Feb 4, 2022 - Politics

Scoop: I-285/20 road project could derail DeKalb MARTA plans, Johnson says

Hank Johnson sits at a dais in a congressional chamber and speaks to an off-camera person

Congressman Hank Johnson, D-Georgia. Photo: Jack Gruber/USA TODAY

The state's planned overhaul of an interstate interchange in South DeKalb would make residents' longtime dreams of expanding MARTA in the area "difficult, if not impossible," Congressman Hank Johnson tells the Georgia Department of Transportation in a letter delivered this morning and obtained by Axios Atlanta.

Driving the news: GDOT's proposed reboot of the I-285 and I-20 interchange — published cost estimates run as high as $650 million — calls for adding lanes and replacing nearby bridges.

  • "Most of the new pavement" will be dedicated to lanes that give drivers more time to enter or exit the highway, according to GDOT's video overview of the project.
  • GDOT planned to select a company to handle design and construction by the end of 2021, start work in 2023, and complete the project in 2026.

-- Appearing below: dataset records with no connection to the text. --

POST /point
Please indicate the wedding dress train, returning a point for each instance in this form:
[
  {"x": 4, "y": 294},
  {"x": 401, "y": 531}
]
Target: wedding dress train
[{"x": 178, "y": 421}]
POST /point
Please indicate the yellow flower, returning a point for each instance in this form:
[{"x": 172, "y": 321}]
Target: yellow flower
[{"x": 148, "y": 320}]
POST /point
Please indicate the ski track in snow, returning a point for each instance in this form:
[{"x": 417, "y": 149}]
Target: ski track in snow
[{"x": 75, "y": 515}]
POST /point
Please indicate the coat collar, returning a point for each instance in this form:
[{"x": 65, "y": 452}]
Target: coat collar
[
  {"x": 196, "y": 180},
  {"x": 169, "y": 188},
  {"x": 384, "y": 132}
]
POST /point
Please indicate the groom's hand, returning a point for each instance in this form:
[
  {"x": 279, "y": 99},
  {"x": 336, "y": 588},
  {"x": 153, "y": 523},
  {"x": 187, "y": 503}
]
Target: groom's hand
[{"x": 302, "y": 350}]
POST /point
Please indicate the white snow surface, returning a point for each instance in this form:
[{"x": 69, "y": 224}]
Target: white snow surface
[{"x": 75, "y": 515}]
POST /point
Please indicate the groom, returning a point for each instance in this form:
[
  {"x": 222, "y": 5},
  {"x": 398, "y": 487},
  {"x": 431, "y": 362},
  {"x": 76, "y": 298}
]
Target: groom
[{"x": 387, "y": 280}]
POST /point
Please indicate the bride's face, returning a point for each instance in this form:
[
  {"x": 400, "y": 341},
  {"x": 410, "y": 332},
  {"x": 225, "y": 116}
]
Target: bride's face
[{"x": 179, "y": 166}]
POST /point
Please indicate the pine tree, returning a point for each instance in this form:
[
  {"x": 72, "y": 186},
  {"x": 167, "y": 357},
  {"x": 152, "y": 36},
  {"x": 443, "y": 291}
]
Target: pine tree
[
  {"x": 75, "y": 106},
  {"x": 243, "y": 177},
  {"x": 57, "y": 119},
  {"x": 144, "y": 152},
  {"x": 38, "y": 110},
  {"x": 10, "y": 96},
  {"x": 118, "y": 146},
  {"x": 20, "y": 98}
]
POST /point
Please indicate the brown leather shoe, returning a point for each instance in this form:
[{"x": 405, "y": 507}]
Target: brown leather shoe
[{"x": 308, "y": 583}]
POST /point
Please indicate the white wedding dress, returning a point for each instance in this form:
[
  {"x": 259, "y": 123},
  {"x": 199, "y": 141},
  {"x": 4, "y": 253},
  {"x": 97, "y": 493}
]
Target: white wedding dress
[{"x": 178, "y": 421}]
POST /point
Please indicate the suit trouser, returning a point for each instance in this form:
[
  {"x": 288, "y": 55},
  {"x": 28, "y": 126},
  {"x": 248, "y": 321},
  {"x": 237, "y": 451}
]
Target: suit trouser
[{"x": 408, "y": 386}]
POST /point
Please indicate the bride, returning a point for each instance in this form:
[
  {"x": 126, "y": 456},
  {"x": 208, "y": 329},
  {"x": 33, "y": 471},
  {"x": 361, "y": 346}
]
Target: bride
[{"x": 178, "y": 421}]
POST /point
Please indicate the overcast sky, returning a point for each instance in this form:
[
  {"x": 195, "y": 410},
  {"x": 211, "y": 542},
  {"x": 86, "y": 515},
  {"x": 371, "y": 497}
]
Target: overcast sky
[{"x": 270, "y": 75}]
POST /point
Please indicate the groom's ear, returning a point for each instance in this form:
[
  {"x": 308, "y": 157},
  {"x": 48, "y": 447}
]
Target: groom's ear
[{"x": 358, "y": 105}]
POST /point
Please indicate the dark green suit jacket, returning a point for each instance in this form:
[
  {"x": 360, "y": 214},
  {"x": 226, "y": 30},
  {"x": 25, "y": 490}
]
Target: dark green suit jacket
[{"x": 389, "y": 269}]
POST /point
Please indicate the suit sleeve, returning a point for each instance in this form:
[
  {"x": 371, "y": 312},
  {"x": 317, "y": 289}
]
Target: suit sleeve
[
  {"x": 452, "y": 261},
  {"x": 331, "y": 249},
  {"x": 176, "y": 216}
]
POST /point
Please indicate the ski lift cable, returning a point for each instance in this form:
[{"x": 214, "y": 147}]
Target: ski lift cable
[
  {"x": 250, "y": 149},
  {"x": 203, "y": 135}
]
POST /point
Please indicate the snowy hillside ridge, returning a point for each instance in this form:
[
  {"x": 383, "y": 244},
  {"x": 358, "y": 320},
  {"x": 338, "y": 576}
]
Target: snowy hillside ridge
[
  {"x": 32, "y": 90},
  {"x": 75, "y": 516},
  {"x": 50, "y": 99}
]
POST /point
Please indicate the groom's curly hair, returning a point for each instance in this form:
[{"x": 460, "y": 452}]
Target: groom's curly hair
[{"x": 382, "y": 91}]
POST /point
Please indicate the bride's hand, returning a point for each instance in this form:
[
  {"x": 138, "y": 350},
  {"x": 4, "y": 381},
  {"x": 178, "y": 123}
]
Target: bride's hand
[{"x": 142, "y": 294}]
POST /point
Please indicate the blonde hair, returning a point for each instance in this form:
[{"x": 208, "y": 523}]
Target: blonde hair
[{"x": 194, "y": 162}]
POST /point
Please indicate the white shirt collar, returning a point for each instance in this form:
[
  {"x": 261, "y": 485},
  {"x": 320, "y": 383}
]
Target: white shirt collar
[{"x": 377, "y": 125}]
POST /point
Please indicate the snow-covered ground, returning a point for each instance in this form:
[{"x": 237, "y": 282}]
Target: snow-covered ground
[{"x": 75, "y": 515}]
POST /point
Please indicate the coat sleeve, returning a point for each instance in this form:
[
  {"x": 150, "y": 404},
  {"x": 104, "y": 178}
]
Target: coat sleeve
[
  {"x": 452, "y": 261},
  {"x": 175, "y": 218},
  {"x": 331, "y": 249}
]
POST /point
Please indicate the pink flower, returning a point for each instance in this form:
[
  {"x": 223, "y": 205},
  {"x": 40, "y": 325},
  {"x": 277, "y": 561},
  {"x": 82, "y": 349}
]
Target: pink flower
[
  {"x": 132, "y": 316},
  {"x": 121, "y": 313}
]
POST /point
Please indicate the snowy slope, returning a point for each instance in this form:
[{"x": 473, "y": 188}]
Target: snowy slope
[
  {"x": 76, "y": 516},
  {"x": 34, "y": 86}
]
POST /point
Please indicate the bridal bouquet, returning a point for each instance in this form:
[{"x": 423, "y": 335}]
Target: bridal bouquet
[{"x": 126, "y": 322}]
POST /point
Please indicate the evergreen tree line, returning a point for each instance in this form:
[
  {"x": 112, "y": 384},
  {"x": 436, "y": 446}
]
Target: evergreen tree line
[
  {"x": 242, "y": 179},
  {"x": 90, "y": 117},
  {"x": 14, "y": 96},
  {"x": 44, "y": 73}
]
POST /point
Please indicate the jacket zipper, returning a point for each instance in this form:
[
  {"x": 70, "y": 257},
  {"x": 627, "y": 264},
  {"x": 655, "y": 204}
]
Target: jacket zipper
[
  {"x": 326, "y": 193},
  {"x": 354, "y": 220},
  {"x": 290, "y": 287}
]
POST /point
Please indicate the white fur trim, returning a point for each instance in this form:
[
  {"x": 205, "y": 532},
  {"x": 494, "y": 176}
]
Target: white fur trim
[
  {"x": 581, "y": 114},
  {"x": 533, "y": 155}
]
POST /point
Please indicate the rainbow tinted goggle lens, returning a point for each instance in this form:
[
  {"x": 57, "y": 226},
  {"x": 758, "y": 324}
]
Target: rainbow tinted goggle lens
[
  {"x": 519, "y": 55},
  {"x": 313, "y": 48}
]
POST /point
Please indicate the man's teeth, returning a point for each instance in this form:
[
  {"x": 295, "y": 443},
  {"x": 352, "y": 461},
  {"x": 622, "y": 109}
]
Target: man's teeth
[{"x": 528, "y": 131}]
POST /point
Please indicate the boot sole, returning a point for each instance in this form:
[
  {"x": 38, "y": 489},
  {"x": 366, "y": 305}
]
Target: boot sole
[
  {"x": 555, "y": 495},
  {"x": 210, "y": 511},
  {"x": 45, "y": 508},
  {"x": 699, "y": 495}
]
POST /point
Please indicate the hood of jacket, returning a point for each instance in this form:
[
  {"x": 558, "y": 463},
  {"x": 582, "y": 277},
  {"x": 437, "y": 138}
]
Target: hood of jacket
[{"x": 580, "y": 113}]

In mid-January, the DeKalb Commission voiced its support to continue pursuing heavy rail along the I-20 corridor.

What they're saying: The project would add more cars and pollution, creating a potential environmental justice issue, says Johnson, who questions the state's analysis and asks for a breakdown of the project's effects on the climate and nearby communities, most of which are predominantly Black.

  • "A project that worsens pollution, fails to remove congestion, and makes it more difficult to build proposed transit expansion projects in the corridor seems like a particularly ineffective use of federal transportation funds," he writes.
  • “For over half a century, residents of South DeKalb have paid into the MARTA system, with the expectation that Heavy Rail would someday reach their neighborhoods," Mereda Davis Johnson, DeKalb's District 5 commissioner, said in a statement. "This promise is long overdue, and we must do everything we can to ensure that nothing stands in the way of possible expansion."

GDOT did not immediately return Axios Atlanta's request for comment.

The intrigue: Earlier this week, federal officials ordered Oregon's department of transportation plans to revisit its analysis of the upcoming I-5 Rose Quarter freeway project in Portland.

Johnson's letter follows a memo from Georgia's Democratic congressional delegation delivered last week to Emily Dunn, the State Board of Transportation chair, urging GDOT to reconsider its long-held reading of the Georgia Constitution that says gas tax funding can only pay for roads and bridges, not public transit.